The blocks themselves are not the problem--they are just the inputs to the state machine and can be thrown out. The problem is that the amount of information that defines the full state of the network in our system grows without bound. In theory, if we changed the system to expire all the different kinds of data after some amount of time, we might be able to bound the size, but I am not aware of any work that's been done in this direction.
You still need the full blockchain for a new machine to get to the present state of the database even if the client includes a recent trusted checkpoint.
What about the idea of encoding the running snapshot of the database in such a way that it can deterministically be reduced to a single hash that commits to the entire state of the database, and having the delegates include that hash (and the block height of the block which was the head block at the time of database snapshot that the hash refers to) in the block headers as part of their job. The hash would have to be correct for the block to be valid. Once delegates finished computing (in parallel to regular block producing operations) the hash of one recent snapshot in parallel, they begin computing the hash of the state of the database immediately after the previous hash was computed. All full nodes (including of course the delegate notes) are able to coordinate on which database snapshot they will be computing the hash of next.
Then it becomes possible for the client with a recent trusted checkpoint to also get the hash of a recent trusted database state. They can ask any node that has a copy of that state (or has the full blockchain and can regenerate a copy of that state) to provide the full state to the requester. The requester will compute the hash to make sure it is in fact the true trusted database state and then continue evolving the database from that point using the portion of blockchain starting from that point.
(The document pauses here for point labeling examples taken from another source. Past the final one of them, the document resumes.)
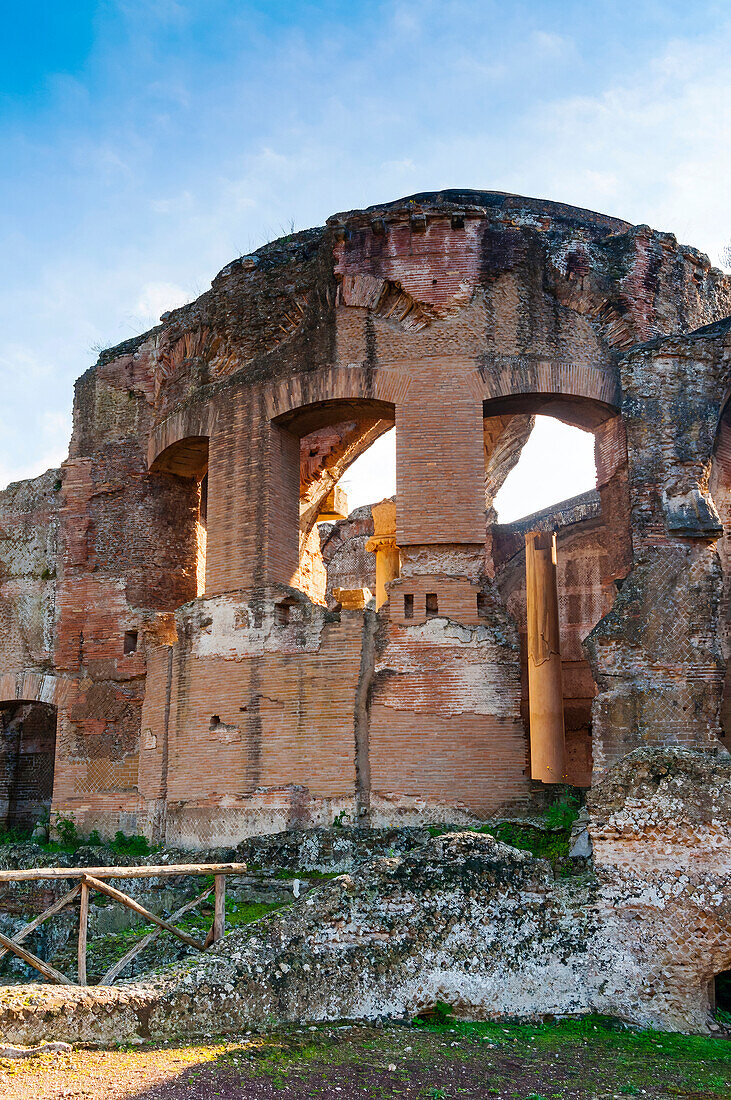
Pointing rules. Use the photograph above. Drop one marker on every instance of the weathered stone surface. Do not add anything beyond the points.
(468, 921)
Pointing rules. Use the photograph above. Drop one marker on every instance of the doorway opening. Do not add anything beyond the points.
(547, 471)
(343, 444)
(720, 488)
(28, 748)
(720, 994)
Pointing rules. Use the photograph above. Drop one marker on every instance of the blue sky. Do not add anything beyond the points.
(147, 142)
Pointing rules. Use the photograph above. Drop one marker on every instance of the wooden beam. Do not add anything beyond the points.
(136, 908)
(34, 873)
(119, 966)
(56, 908)
(219, 911)
(33, 960)
(84, 926)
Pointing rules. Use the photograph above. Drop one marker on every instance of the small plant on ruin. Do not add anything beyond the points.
(563, 813)
(66, 831)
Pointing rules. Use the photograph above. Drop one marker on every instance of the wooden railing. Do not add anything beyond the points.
(90, 880)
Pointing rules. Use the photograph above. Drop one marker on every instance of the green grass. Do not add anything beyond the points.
(637, 1057)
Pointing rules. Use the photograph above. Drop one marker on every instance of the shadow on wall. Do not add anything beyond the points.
(28, 747)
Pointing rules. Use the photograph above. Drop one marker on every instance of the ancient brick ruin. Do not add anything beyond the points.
(190, 651)
(168, 598)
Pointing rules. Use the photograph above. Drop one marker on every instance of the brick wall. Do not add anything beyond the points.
(423, 314)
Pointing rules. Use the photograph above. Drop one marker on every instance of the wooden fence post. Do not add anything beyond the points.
(219, 908)
(84, 926)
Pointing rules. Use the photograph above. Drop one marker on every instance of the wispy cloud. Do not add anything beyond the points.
(187, 132)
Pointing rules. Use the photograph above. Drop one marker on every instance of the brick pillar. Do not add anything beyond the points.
(544, 675)
(253, 502)
(388, 561)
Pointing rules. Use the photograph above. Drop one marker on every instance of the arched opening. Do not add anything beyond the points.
(28, 747)
(332, 437)
(720, 996)
(720, 490)
(184, 464)
(591, 545)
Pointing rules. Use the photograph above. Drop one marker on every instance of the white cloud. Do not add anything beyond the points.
(157, 298)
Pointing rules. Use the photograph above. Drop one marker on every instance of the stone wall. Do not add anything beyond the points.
(467, 921)
(202, 452)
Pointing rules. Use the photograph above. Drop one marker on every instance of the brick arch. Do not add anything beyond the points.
(25, 686)
(553, 381)
(186, 458)
(184, 429)
(332, 435)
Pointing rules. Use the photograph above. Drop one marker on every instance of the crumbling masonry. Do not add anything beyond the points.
(200, 648)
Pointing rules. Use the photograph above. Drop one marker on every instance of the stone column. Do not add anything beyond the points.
(544, 680)
(383, 543)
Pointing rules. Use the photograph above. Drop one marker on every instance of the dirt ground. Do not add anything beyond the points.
(588, 1059)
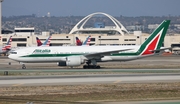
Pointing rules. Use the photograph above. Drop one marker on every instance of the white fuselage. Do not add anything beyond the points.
(58, 54)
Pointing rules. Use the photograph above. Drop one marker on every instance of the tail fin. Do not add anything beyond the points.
(39, 43)
(88, 40)
(8, 44)
(78, 42)
(47, 42)
(155, 40)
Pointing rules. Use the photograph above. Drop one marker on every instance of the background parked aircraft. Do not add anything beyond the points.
(75, 55)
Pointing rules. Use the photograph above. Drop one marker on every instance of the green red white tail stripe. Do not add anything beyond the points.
(155, 41)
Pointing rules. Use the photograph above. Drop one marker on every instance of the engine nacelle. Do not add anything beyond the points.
(72, 61)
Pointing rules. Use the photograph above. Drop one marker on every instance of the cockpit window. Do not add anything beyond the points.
(13, 52)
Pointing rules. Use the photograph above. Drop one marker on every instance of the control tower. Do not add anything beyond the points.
(80, 28)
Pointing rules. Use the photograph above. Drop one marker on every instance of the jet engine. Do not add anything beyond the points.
(72, 61)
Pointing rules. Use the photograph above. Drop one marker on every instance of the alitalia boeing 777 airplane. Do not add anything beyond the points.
(76, 55)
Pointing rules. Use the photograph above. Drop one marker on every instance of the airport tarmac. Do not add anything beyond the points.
(40, 77)
(8, 81)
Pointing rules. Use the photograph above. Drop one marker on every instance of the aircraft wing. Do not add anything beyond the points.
(101, 54)
(160, 50)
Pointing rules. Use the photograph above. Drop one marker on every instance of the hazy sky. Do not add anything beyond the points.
(86, 7)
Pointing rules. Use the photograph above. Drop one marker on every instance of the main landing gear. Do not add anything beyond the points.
(93, 66)
(23, 65)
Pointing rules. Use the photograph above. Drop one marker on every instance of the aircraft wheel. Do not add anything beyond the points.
(23, 66)
(85, 67)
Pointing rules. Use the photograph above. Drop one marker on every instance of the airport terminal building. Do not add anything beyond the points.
(100, 35)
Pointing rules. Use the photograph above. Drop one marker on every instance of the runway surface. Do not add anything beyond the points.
(87, 79)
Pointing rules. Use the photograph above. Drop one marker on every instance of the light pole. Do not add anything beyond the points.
(1, 16)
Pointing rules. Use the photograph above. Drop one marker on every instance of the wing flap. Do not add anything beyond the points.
(102, 54)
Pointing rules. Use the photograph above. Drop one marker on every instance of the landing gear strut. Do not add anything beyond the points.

If all clients store the same database state snapshot once every 6 months (the one as of block N where N is the largest integer less than ((the current block height) - 1577846) and where N % 1577846 == 0) and only keep the most recent snapshot (to save space), then a new full client (with a trusted checkpoint no older than 6 months) only needs to download and process 6 to 12 months worth of the blockchain (unless they can find a node that also has a database snapshot that is more recent than 6 months but still older than the trusted checkpoint, in which case they only have to download and process less than 6 months worth of the blockchain) rather than the entire thing, in addition to downloading and validating the entire database state that existed somewhere between 6 and 12 months in the past.
Furthermore, if the database encoding was done in a way that anyone can provide log(K) sized proofs of the existence of some (key, value) pair in the database (where K is the number of unique keys that hold a value in the database), and the database was designed in a clever way, it
becomes possible for lightweight clients to easily verify (with only the minimal trust required that the current active delegates will not go against their economic interest to defraud users when it is guaranteed that they will eventually be caught) the proof provided by an untrusted third party (say the light wallet server) about something they are interested to know about the blockchain as it existed in the most recent snapshot (which
ideally should happen frequently enough that the most recent snapshot is always less than a minute old). This of course assumes that the light wallet knows who the current active 101 delegates are and has a way to
update that set over time (under normal circumstances) in a lightweight manner without needing to rely on trusted checkpoints built into the client (other than to initialize the belief in the active set of delegates on a new machine or after a long time of being offline). If the snapshot frequency happens fast enough that its period is less than 17 minutes, then ideally all (or >80%) of the delegates should
sign the previous block header (which creates a verification chain to the most recent snapshot) every block, so that the light wallet can actually have enough trust in the validity of the root hash of an extremely recent database snapshot.